There you will find the 18 islands that make up the Torres Strait Islands.
Torres Strait Islanders along with Aboriginal people are Australia's First Nations peoples, each with their own distinct cultures.
Erub is one of the most eastern islands in the Strait and when looking at a map of Australia it's so tiny you could be forgiven for missing it.
For me, it's a place I've always known about but never actually thought I'd visit due to its distance from my Gold Coast home.
That doesn't seem strange until you know who I am — my family, we are Torres Strait Islanders.
I've come to the island to find out what life is like for Erubams, connect with family and culture, and immerse myself in one of the most significant events on the Torres Strait calendar, the Coming of the Light.
After flight hopping from Brisbane to Cairns then to Horn Island, I finally land on the volcanic-formed island and am greeted by my mum, aunty and uncle.

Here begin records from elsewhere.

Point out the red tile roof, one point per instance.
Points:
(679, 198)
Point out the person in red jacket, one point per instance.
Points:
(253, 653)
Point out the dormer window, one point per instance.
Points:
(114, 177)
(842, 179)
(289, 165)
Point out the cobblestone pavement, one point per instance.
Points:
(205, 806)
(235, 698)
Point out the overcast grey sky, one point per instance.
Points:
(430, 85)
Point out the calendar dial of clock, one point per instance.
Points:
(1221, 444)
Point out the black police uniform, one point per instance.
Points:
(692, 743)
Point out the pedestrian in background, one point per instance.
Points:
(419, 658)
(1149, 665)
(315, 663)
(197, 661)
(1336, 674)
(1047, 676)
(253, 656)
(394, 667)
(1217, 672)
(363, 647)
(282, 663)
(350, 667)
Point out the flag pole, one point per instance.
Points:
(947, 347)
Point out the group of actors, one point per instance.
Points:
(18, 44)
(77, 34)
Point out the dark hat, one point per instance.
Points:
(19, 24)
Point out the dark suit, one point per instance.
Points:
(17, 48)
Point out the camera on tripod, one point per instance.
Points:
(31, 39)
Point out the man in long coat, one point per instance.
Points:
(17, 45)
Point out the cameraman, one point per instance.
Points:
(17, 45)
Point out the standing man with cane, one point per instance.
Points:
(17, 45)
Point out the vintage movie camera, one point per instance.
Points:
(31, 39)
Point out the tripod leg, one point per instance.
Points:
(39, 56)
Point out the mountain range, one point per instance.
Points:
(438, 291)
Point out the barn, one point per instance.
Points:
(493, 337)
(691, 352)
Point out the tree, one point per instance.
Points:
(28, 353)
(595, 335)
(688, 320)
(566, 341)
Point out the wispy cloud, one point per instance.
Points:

Erub is only 5.7 square kilometres and home to about 400 people.
Driving through the villages, I'm taking in everything including the views of crystal blue waters — but it's not the only blue I see.
I'm surprised to see there are Blues supporters in a place as far north as you can get from the New South Wales border (I'm told later by a local it's because it's no fun if everyone goes for the same team).
We arrive at the family property and my athe (grandad / great uncle) Walter Lui greets me with a big hug and says, "Welcome to Erub, welcome to your home".
My aka (grandma / great aunty) Diann Lui shows me to my room in a small cottage my mum remembers being built as a child. The front room was hers.
It's Mum's first time back in 57 years.
This family sanctuary is known as Kantok, named after a family saying for "can't talk" because it leaves you speechless.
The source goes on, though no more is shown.